Figure 4.

Using RapACR improves temporal resolution of neuronal silencing. A, B, Representative series of overlaid voltage traces recorded from neurons expressing RapACR or GtACR2, respectively, illuminated for 500 ms (the end of the light pulse is shown as a colored bar on top) at 520 or 470 nm, respectively, and stimulated with injection of a pair of 1-ms current pulses, the first of which was applied at the end of illumination, and the second of which, at an incrementally increased time after switching off the light (the injection protocols are schematically drawn at bottom; for GtACR2, only the first six protocols are shown). Passive response of the membrane (recorded under complete inhibition of spiking with light) was digitally subtracted. C, D, The time course of recovery of spiking after illumination measured as shown in panels A, B for cells that could be inhibited with 1% light intensity.

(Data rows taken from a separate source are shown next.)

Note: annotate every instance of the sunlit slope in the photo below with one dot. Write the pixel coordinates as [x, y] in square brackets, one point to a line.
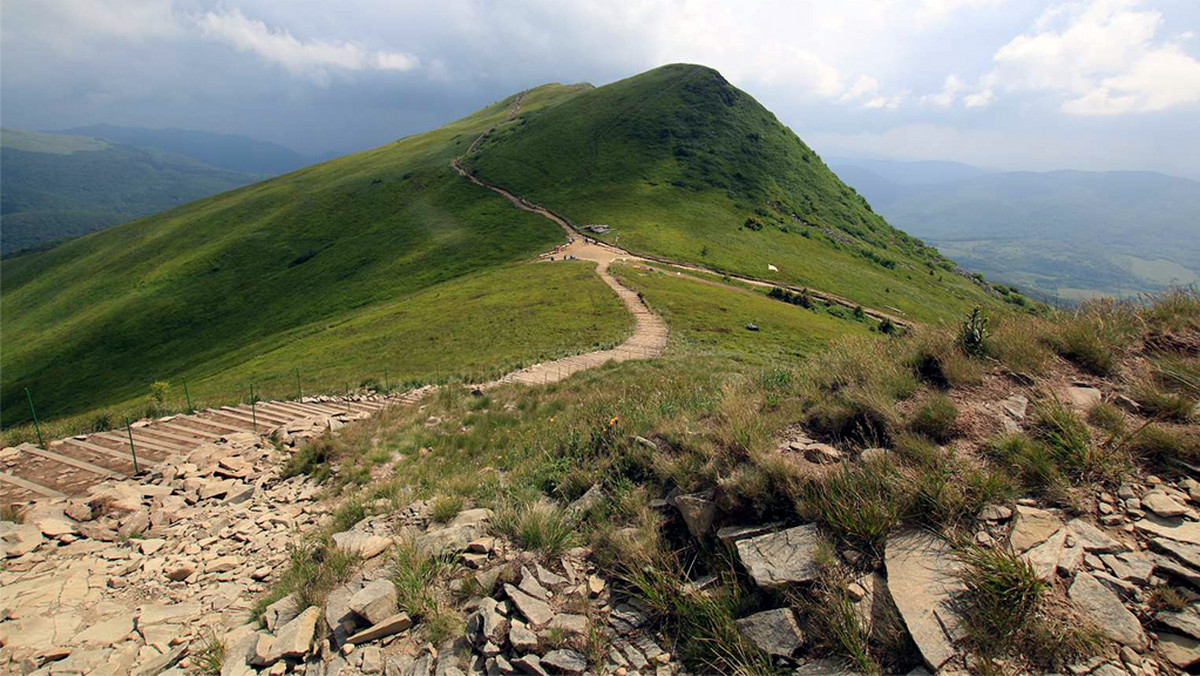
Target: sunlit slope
[683, 165]
[233, 276]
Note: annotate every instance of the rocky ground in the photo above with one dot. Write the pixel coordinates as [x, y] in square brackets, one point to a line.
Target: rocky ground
[150, 576]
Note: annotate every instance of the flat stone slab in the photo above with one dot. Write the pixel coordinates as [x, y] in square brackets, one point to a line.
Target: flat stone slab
[780, 558]
[394, 624]
[923, 580]
[774, 632]
[1095, 539]
[1111, 617]
[361, 544]
[537, 611]
[1182, 531]
[1032, 527]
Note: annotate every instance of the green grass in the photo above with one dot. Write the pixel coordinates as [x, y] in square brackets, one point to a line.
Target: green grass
[705, 317]
[685, 166]
[61, 186]
[341, 269]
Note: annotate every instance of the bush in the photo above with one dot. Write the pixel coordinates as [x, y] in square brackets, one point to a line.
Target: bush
[973, 334]
[935, 418]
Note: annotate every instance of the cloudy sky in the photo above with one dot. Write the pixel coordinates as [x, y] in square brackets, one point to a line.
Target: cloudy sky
[1008, 84]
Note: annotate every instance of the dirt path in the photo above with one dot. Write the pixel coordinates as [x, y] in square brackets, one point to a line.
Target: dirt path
[574, 233]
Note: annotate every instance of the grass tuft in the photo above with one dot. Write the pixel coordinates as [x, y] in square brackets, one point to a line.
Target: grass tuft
[540, 526]
[935, 419]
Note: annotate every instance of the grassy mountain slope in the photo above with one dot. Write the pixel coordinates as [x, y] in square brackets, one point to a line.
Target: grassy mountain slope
[225, 282]
[1067, 233]
[683, 165]
[228, 151]
[60, 186]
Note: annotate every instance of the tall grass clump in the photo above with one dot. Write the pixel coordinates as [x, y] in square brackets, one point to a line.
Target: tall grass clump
[1008, 615]
[1071, 444]
[703, 621]
[935, 419]
[859, 503]
[1096, 335]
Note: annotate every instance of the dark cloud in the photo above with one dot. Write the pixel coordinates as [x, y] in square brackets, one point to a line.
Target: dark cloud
[859, 76]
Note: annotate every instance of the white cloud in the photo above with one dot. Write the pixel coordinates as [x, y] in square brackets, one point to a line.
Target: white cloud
[951, 90]
[1101, 57]
[313, 58]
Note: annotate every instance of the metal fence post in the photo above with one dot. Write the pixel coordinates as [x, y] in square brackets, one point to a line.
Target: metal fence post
[187, 395]
[133, 453]
[37, 428]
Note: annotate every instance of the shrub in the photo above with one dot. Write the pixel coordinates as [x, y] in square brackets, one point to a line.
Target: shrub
[415, 573]
[935, 418]
[973, 333]
[1002, 592]
[313, 458]
[101, 423]
[1079, 342]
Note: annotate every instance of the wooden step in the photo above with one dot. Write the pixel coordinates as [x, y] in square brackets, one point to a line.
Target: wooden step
[12, 479]
[65, 460]
[177, 426]
[121, 440]
[166, 436]
[111, 453]
[273, 408]
[255, 413]
[295, 410]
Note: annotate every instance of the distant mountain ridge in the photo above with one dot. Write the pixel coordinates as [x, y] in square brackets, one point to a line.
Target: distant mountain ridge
[1068, 233]
[54, 186]
[227, 151]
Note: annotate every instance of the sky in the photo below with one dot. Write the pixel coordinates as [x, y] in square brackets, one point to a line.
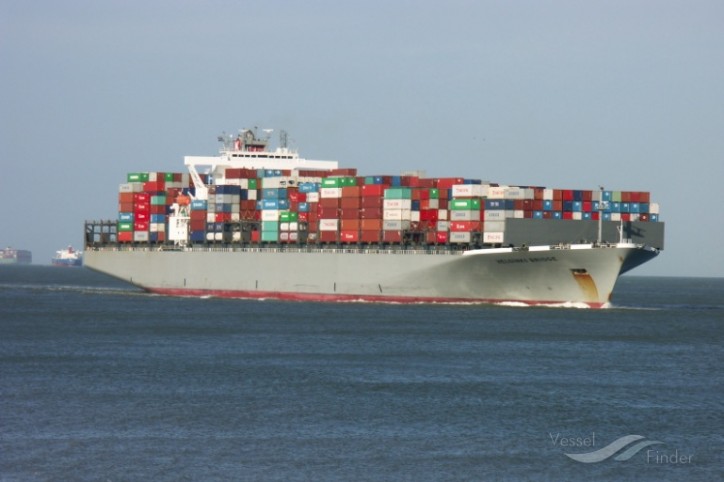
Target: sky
[628, 95]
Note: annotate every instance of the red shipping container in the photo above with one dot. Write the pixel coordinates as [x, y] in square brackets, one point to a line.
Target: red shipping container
[327, 213]
[154, 186]
[328, 236]
[464, 226]
[371, 224]
[370, 236]
[349, 236]
[350, 203]
[141, 207]
[351, 191]
[329, 202]
[372, 202]
[448, 182]
[373, 190]
[350, 224]
[349, 214]
[370, 213]
[392, 236]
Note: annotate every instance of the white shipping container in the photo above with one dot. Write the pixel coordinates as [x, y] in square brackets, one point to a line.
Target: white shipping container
[397, 204]
[392, 214]
[460, 237]
[395, 225]
[464, 215]
[493, 214]
[514, 193]
[496, 192]
[329, 224]
[330, 192]
[494, 226]
[493, 237]
[467, 190]
[270, 215]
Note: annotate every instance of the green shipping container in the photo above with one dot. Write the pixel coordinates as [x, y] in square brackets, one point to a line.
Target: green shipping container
[465, 204]
[137, 177]
[332, 182]
[270, 236]
[287, 217]
[398, 193]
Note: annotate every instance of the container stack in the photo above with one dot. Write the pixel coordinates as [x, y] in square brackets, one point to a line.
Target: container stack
[339, 207]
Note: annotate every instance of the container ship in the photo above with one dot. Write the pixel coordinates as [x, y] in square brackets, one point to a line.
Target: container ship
[15, 256]
[67, 257]
[257, 222]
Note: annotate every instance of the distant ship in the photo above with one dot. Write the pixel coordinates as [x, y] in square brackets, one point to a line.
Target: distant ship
[68, 257]
[15, 256]
[254, 222]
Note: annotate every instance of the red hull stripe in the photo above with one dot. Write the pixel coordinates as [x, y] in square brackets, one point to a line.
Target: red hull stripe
[317, 297]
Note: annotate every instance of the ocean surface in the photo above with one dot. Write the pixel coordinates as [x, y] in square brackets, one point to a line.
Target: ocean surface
[100, 381]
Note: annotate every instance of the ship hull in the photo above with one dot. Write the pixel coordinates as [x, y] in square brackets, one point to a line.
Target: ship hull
[538, 275]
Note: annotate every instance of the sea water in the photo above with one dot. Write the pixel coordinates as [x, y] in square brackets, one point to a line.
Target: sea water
[100, 381]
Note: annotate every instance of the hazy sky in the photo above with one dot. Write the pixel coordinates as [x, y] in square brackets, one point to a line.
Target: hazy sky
[566, 94]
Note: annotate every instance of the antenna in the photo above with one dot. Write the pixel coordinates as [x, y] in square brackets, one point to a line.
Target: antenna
[283, 139]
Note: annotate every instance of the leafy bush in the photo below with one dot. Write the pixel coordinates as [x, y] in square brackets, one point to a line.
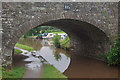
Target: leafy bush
[17, 51]
[104, 56]
[113, 56]
[16, 72]
[57, 41]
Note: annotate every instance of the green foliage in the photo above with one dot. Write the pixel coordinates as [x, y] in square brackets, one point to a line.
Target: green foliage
[57, 41]
[113, 56]
[16, 72]
[65, 43]
[17, 51]
[104, 56]
[41, 29]
[25, 47]
[51, 72]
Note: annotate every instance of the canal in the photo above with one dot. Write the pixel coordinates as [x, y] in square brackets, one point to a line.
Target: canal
[71, 65]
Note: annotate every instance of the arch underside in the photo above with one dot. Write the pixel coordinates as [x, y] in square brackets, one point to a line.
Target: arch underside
[86, 39]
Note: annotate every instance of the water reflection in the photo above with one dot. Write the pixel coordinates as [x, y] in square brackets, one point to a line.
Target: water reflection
[45, 49]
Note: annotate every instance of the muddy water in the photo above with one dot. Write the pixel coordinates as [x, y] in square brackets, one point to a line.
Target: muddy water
[73, 66]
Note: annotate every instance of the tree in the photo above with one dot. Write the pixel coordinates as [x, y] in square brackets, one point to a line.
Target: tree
[57, 41]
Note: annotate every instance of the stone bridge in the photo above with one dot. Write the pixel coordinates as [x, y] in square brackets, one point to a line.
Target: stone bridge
[91, 26]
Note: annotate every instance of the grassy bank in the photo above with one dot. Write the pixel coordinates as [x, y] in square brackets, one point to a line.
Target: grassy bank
[17, 51]
[25, 47]
[16, 72]
[51, 72]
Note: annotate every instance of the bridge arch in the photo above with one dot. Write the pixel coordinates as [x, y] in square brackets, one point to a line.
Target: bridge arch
[86, 38]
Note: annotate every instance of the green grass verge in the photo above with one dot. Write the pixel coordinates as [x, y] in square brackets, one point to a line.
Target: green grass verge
[57, 32]
[25, 47]
[17, 51]
[51, 72]
[16, 72]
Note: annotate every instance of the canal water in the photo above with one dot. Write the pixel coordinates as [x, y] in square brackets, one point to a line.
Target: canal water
[73, 66]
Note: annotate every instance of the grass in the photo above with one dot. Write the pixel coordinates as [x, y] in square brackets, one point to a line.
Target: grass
[16, 72]
[25, 47]
[51, 72]
[17, 51]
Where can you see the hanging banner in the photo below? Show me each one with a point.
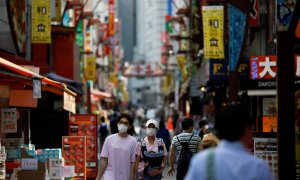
(74, 153)
(213, 32)
(90, 68)
(284, 11)
(9, 120)
(182, 66)
(263, 67)
(111, 18)
(237, 27)
(254, 13)
(86, 125)
(41, 22)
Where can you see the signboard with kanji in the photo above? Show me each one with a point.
(263, 67)
(41, 21)
(213, 31)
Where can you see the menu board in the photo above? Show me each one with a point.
(86, 125)
(266, 149)
(74, 153)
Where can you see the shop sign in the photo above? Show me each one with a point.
(69, 103)
(9, 120)
(74, 153)
(237, 28)
(213, 23)
(90, 68)
(219, 70)
(41, 21)
(29, 164)
(86, 125)
(254, 13)
(266, 149)
(263, 67)
(285, 10)
(269, 123)
(111, 18)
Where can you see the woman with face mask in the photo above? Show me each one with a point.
(118, 153)
(151, 154)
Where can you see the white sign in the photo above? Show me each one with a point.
(29, 164)
(68, 171)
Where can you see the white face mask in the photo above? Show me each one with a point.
(151, 131)
(122, 128)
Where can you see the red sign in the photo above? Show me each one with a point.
(86, 125)
(254, 13)
(263, 67)
(111, 18)
(74, 153)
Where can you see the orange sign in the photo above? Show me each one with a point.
(269, 123)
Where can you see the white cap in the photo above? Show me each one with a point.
(152, 121)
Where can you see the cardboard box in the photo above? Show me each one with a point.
(31, 174)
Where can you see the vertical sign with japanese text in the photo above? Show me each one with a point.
(111, 18)
(86, 125)
(90, 68)
(213, 32)
(9, 120)
(41, 21)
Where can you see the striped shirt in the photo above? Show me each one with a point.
(184, 137)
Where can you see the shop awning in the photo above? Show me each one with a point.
(71, 84)
(97, 95)
(17, 72)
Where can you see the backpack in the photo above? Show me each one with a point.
(185, 153)
(103, 130)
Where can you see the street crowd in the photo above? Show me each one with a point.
(193, 154)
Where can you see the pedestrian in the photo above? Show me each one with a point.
(151, 154)
(164, 134)
(230, 160)
(103, 131)
(185, 145)
(118, 153)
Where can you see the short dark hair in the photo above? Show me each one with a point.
(187, 123)
(127, 116)
(231, 122)
(102, 119)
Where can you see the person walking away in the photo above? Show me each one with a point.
(102, 131)
(230, 160)
(118, 153)
(164, 134)
(152, 151)
(185, 145)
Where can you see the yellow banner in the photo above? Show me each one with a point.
(41, 21)
(90, 68)
(181, 62)
(213, 31)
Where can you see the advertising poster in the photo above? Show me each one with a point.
(86, 125)
(74, 153)
(41, 21)
(213, 31)
(266, 149)
(9, 120)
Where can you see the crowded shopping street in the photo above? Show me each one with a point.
(149, 89)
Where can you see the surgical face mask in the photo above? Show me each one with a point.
(122, 128)
(151, 131)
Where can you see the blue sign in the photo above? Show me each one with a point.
(237, 25)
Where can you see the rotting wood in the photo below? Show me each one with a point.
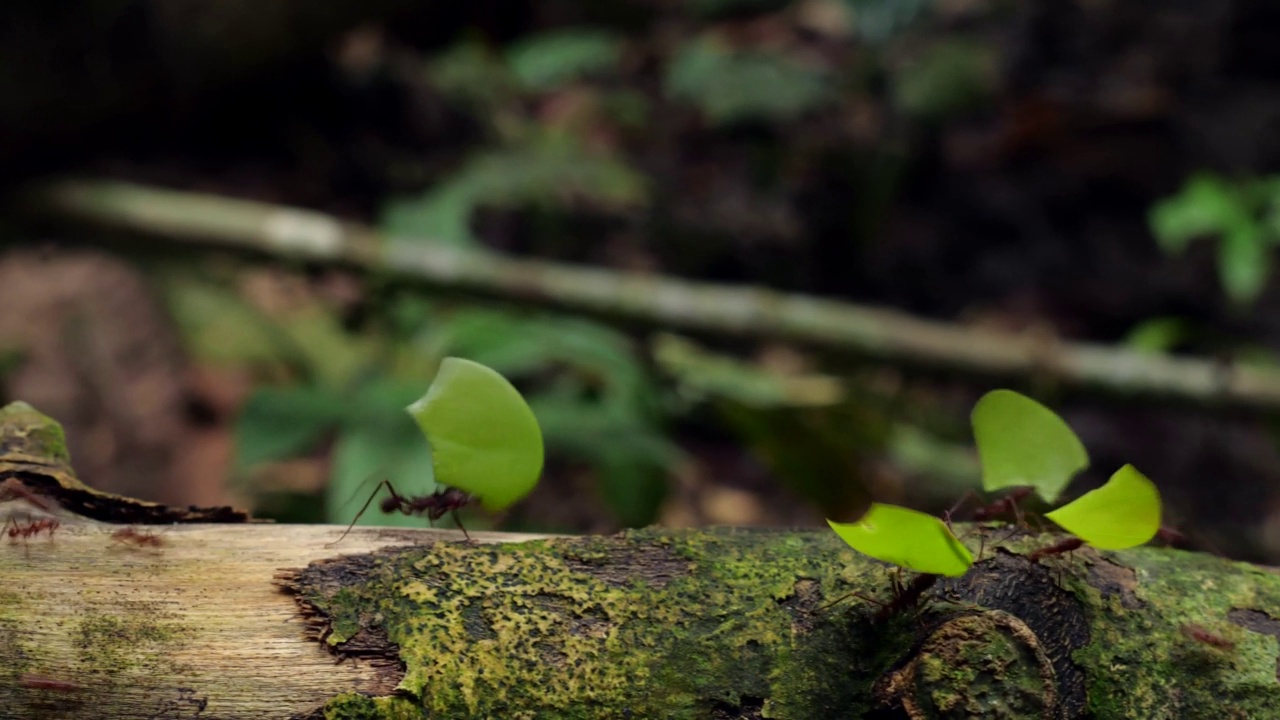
(260, 620)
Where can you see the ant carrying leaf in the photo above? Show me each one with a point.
(485, 445)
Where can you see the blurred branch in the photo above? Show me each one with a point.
(714, 309)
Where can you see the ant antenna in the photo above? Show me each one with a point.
(368, 502)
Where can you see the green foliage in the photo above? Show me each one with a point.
(1020, 442)
(553, 171)
(595, 404)
(1243, 214)
(551, 60)
(1157, 335)
(946, 78)
(908, 538)
(278, 423)
(734, 86)
(376, 441)
(1023, 443)
(1124, 513)
(878, 21)
(483, 436)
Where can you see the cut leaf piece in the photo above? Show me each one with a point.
(1020, 442)
(1124, 513)
(484, 438)
(908, 538)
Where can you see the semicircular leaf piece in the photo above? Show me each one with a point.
(1124, 513)
(906, 538)
(484, 438)
(1020, 442)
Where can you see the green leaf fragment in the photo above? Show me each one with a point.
(1124, 513)
(484, 438)
(908, 538)
(1020, 442)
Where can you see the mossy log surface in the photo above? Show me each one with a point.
(259, 620)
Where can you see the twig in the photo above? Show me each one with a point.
(707, 308)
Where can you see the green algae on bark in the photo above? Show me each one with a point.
(735, 624)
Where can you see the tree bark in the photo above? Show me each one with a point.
(840, 328)
(256, 620)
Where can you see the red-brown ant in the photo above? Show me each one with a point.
(13, 487)
(32, 528)
(42, 683)
(140, 538)
(434, 506)
(1069, 545)
(904, 596)
(1200, 633)
(1008, 504)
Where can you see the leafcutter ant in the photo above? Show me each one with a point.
(1201, 634)
(33, 527)
(905, 595)
(1068, 545)
(42, 683)
(434, 506)
(13, 488)
(1005, 505)
(138, 538)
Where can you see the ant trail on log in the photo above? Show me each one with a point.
(137, 538)
(1201, 634)
(434, 506)
(905, 596)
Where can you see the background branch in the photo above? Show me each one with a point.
(707, 308)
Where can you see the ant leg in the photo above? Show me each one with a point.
(368, 502)
(458, 523)
(968, 495)
(849, 595)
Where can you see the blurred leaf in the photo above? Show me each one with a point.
(707, 374)
(218, 326)
(370, 452)
(1206, 205)
(1020, 442)
(741, 86)
(819, 452)
(947, 78)
(379, 441)
(279, 423)
(471, 73)
(1243, 263)
(906, 538)
(549, 60)
(484, 438)
(631, 459)
(923, 454)
(553, 171)
(333, 355)
(1124, 513)
(878, 21)
(442, 215)
(1157, 335)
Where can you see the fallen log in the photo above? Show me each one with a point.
(233, 619)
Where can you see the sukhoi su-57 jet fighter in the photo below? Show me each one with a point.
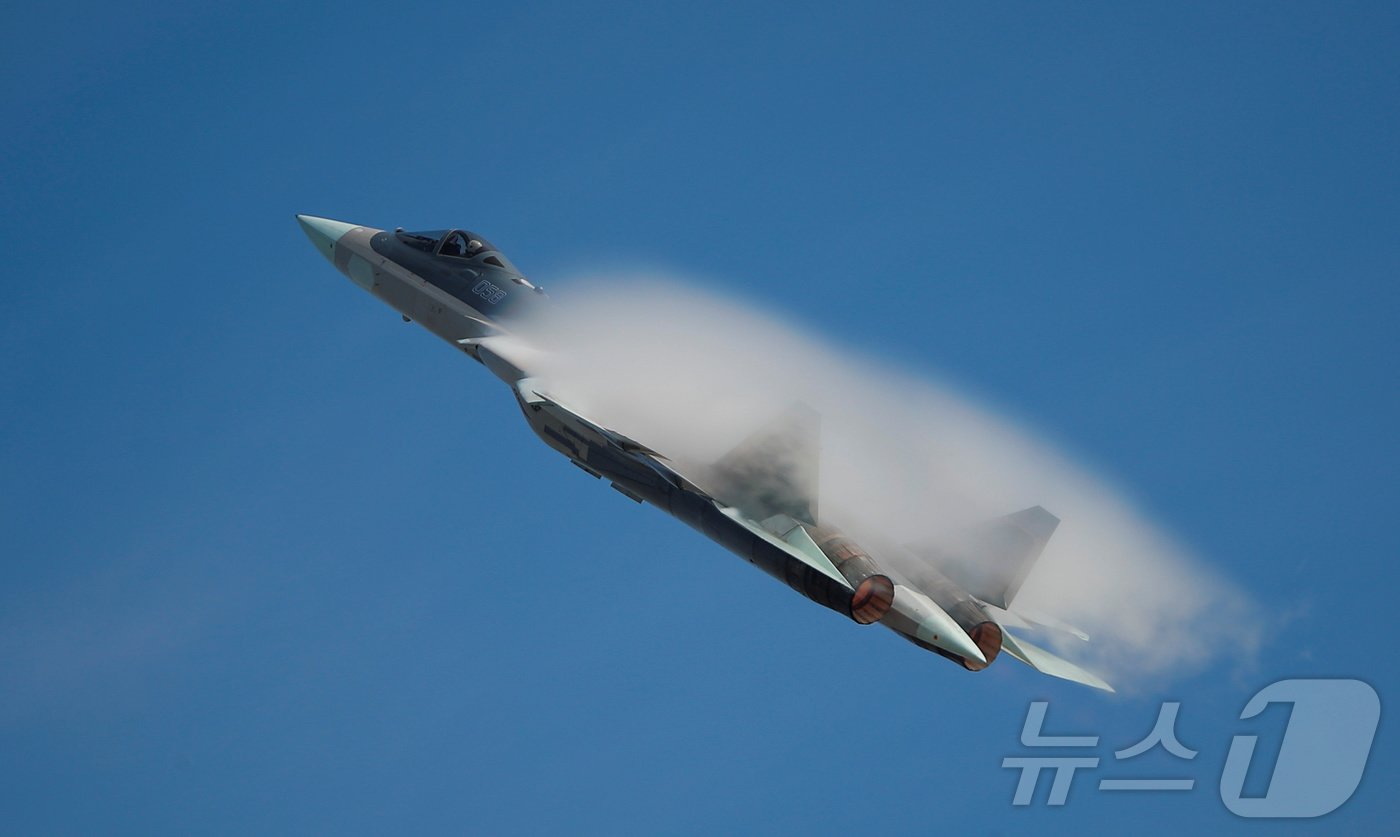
(759, 501)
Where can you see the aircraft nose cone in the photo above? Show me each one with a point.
(324, 234)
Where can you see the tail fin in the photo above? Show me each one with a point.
(991, 560)
(776, 469)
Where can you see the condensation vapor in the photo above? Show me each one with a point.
(903, 459)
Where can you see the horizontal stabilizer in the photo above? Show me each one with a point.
(1049, 664)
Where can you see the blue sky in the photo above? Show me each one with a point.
(275, 561)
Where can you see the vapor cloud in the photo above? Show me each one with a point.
(903, 459)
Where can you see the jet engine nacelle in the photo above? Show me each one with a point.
(874, 589)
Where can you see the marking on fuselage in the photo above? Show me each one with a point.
(490, 291)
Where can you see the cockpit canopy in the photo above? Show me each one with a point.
(458, 244)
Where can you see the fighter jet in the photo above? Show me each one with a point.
(759, 501)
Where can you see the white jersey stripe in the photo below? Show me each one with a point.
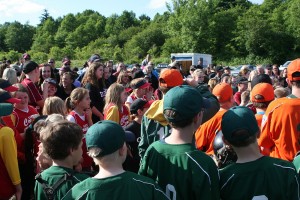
(151, 185)
(284, 166)
(199, 167)
(227, 181)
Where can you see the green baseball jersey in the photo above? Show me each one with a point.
(53, 174)
(182, 171)
(264, 178)
(127, 185)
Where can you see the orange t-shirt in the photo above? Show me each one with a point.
(206, 133)
(259, 119)
(281, 128)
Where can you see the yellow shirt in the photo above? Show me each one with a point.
(8, 153)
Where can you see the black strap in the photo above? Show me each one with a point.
(50, 190)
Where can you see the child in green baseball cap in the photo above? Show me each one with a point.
(106, 143)
(253, 176)
(174, 162)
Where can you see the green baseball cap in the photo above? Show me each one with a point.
(5, 109)
(186, 101)
(238, 118)
(106, 135)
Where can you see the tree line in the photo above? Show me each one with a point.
(233, 31)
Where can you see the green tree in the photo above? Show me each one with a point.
(3, 30)
(44, 37)
(18, 37)
(67, 26)
(89, 30)
(145, 41)
(44, 16)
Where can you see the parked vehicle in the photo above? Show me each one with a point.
(282, 67)
(161, 66)
(188, 59)
(236, 70)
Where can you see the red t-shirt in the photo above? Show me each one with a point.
(24, 118)
(33, 92)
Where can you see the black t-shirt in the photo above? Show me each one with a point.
(96, 95)
(61, 92)
(132, 163)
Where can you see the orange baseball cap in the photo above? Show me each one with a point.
(265, 90)
(223, 92)
(170, 78)
(293, 67)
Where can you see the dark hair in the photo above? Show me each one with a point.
(296, 83)
(90, 74)
(249, 140)
(260, 104)
(31, 136)
(58, 138)
(179, 124)
(41, 80)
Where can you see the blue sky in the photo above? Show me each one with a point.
(30, 10)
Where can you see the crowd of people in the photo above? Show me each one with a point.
(108, 131)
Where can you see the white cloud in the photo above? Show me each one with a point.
(155, 4)
(15, 7)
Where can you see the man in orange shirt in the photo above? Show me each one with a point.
(280, 126)
(261, 96)
(206, 133)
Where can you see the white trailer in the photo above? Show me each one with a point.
(188, 59)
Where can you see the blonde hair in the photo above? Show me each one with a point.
(121, 76)
(90, 74)
(54, 105)
(197, 72)
(75, 97)
(212, 83)
(10, 75)
(54, 118)
(113, 95)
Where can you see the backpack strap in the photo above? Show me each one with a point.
(50, 191)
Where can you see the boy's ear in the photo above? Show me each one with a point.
(123, 150)
(139, 111)
(225, 141)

The data points are the mean values ± SEM (n = 10 and n = 8 neurons for RapACR and GtACR2, respectively). E, The dependence of the time of 50% recovery of spiking on the light intensity calculated from the same cells as in C, D; *p < 0.001 (pairwise comparison of RapACR and GtACR2 data at each intensity by the Mann–Whitney test). Data obtained in each individual neuron are shown as empty circles.